Could web browsing infringe copyright?
This article is also available in:
Deutsch: Kann Surfen im Internet gegen das Urheberrecht verstoßen?
Do you violate copyright law by using an Internet browser? This is, in short, the question that the UK Supreme Court is asking the Court of Justice of the European Union (ECJ) in a preliminary ruling. The case considered by the UK Supreme Court (Public Relations Consultants Association v The Newspaper Licensing Agency Ltd & Ors) questions whether or not the mere act of viewing copyright material on a website via an Internet browser constitutes a breach of copyright.
It is yet another copyright case at the Court of Justice of the European Union (CJEU), in which rightsholders are trying to restrict the application of the copyright exceptions and limitations recognised in the 2001 Copyright Directive.
The Public Relations Consultant Association Ltd ("the Association") provides a monitoring service to its clients by using services of Meltwater group, whose software automatically identifies relevant news content. The case involves an appeal against a decision that clients of the Association needed a licence to view the media monitoring service.

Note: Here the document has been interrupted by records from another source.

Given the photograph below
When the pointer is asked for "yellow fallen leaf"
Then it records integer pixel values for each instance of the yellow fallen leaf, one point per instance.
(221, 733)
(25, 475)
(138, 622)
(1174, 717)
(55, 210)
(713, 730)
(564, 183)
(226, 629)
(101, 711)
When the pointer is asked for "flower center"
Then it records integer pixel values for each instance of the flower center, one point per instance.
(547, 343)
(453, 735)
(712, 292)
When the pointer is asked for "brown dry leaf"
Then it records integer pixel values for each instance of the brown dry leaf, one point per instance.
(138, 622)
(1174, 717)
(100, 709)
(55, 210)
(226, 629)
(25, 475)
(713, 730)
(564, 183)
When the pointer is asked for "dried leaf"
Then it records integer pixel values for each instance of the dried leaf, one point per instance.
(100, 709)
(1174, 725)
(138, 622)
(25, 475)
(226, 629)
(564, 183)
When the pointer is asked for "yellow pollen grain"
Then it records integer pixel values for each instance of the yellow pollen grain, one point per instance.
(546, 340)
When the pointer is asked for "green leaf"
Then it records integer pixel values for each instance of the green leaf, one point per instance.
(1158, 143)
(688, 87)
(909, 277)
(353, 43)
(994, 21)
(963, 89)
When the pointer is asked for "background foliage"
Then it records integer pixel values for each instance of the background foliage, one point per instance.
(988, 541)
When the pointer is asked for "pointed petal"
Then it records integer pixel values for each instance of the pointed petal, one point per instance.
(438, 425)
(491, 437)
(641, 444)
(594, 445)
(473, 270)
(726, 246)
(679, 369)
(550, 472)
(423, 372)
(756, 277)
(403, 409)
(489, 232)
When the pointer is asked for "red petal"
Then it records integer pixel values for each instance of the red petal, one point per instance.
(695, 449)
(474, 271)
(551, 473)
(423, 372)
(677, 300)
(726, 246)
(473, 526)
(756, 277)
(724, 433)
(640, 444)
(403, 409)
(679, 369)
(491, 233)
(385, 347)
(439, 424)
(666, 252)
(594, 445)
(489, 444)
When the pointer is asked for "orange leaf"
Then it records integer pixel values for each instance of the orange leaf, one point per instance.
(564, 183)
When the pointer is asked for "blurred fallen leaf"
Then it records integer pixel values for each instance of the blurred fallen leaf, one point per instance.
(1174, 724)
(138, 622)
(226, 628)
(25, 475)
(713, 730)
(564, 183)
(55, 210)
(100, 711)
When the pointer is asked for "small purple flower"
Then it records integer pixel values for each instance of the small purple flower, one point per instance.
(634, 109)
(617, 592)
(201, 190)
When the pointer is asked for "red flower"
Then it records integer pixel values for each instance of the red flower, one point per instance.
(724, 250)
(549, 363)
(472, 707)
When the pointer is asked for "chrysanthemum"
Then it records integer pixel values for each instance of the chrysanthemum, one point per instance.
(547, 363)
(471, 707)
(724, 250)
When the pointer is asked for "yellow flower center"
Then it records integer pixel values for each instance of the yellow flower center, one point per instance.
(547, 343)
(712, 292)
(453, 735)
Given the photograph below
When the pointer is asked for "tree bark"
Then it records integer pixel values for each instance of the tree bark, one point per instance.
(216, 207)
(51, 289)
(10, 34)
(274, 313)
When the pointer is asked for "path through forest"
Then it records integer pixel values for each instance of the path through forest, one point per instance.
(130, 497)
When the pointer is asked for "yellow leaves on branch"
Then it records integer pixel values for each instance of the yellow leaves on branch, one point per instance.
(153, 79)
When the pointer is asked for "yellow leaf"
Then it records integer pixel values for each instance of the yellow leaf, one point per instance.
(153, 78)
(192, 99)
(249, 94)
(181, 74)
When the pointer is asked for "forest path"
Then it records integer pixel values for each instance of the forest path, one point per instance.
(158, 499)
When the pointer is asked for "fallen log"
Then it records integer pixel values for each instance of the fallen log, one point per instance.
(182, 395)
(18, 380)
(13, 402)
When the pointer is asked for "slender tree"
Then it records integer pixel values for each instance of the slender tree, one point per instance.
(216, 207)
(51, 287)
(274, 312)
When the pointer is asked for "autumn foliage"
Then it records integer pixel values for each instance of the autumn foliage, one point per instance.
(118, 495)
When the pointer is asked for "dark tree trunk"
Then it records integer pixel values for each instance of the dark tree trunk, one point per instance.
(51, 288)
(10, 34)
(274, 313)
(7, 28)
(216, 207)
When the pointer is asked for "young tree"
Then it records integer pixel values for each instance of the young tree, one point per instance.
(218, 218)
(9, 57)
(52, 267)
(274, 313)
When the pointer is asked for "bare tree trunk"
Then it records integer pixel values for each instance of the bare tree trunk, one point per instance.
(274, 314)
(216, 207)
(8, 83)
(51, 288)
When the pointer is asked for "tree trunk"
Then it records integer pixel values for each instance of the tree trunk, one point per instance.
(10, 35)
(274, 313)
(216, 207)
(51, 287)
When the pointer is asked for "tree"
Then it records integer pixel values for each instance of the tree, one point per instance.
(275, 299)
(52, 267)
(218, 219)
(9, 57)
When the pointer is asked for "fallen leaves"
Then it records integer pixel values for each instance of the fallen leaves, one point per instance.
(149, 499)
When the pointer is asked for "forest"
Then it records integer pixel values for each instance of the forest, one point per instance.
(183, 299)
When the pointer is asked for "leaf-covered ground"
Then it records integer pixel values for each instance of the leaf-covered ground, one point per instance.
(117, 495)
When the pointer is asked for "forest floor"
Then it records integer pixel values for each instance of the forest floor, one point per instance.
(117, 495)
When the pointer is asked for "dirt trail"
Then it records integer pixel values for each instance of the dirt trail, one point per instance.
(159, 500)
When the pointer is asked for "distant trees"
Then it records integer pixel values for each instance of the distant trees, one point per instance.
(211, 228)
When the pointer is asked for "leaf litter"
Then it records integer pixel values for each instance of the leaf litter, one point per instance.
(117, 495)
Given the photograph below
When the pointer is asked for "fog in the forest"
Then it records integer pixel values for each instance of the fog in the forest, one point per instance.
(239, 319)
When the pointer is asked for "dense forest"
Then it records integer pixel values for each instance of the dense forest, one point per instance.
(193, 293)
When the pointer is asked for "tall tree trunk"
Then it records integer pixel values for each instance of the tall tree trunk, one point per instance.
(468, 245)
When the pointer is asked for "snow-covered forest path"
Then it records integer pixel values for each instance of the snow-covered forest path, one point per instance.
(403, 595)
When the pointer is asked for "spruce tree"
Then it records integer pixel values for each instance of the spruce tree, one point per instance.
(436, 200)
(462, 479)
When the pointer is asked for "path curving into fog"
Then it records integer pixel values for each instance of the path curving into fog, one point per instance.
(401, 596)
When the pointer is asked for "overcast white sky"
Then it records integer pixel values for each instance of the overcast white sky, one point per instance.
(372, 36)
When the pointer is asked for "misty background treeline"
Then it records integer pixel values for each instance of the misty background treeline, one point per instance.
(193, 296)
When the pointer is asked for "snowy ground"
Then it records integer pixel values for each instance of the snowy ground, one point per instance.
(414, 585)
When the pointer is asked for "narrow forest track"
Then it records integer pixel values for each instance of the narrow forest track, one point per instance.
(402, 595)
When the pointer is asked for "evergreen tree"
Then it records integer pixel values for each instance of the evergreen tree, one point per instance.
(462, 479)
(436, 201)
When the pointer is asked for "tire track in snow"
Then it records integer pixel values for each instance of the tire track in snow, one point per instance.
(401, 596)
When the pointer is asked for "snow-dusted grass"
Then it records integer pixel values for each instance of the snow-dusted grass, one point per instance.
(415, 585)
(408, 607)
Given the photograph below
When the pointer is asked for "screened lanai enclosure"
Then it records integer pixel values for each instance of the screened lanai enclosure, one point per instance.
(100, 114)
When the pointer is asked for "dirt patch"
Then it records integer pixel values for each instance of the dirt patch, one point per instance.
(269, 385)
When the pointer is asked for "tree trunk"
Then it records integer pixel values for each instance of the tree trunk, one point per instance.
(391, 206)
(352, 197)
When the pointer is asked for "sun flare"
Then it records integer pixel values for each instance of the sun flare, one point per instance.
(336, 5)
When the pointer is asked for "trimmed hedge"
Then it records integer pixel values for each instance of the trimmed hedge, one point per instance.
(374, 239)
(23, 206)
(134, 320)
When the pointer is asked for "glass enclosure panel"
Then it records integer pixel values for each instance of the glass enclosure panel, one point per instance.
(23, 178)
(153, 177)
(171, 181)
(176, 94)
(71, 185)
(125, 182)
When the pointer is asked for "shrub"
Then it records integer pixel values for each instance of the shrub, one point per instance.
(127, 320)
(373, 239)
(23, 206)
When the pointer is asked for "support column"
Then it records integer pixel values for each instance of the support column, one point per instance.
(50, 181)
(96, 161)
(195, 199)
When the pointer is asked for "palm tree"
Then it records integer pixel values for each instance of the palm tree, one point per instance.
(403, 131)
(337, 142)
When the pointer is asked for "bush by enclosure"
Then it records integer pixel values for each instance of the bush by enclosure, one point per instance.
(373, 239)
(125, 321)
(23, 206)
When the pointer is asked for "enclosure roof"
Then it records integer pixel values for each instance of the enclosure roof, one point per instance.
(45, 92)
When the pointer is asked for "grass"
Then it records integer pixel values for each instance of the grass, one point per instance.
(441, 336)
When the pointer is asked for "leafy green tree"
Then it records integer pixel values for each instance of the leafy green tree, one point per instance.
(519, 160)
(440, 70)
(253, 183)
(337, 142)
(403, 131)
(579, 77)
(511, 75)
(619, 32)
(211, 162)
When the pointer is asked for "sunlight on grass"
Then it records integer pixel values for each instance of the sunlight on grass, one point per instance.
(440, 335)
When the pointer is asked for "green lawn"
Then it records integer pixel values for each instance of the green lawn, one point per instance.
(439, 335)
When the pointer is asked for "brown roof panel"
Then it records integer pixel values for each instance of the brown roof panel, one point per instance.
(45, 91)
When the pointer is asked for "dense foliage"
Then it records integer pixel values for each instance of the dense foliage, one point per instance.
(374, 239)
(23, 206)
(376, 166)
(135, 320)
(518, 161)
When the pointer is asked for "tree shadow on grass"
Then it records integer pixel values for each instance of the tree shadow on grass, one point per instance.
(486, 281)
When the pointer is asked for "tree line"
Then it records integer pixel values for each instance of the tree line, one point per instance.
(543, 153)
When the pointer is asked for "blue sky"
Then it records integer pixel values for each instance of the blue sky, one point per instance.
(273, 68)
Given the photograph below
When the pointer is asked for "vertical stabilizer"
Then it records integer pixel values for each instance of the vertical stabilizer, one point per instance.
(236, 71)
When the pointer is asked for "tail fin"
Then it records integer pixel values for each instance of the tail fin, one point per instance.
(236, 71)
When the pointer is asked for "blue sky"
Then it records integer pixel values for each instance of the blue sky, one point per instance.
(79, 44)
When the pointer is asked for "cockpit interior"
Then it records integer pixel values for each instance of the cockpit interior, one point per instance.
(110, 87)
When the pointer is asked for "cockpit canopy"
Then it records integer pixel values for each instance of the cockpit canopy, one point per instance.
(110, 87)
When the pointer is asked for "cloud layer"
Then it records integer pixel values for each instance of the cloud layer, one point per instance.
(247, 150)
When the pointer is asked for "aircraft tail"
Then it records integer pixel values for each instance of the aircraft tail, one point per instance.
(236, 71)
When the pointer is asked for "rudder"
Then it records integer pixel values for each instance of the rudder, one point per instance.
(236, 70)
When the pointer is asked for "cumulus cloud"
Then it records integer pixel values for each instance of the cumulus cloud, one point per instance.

Meltwater holds a licence to access the plaintiff's (The Newspaper Licensing Agency Ltd) material. The issue at stake here is whether the clients were in breach of copyright when they accessed the copyrighted material via a web-browser. In order to view any web content, a "cache" copy of the document is automatically created and the plaintiffs argue that this “unauthorised” copy could breach copyright.
According to the Supreme Court, web-browsing creates temporary copies that are covered by the exception established in Article 5.1 of Directive 2001/29/EC and do not constitute an infringement of copyright. "Cache" copies are stored automatically by browsing and also automatically deleted after a certain lapse of time coupled with the browser use and are not dependent on human intervention. The Supreme Court considers that the exception applies to copies made for the sole purpose of allowing lawful uses and this includes browsing the web. The Court rightly notes that it would be an unacceptable result to consider millions of ordinary Internet users to be copyright infringers by dint of merely accessing a web-page containing copyright material.
The Court, however, decided to refer the case to the ECJ because of the transnational dimension of the question that could impact Internet users across the EU.
Behind this case is the question whether or not people should pay a licence to access copyrighted material that is legally available online. Recently, as in the discussions of the “stakeholder dialogue” Licences for Europe, there is a tendency to try to solve profound problems created by the lack of harmonisation of copyright exceptions and limitations by simply licensing special uses even though these uses may be exempted. In the up-coming case, the broader question is how could you justify demanding a licence for what is simply a temporary reproduction which is transient or incidental and is essential to enable browsing of legal content on the web?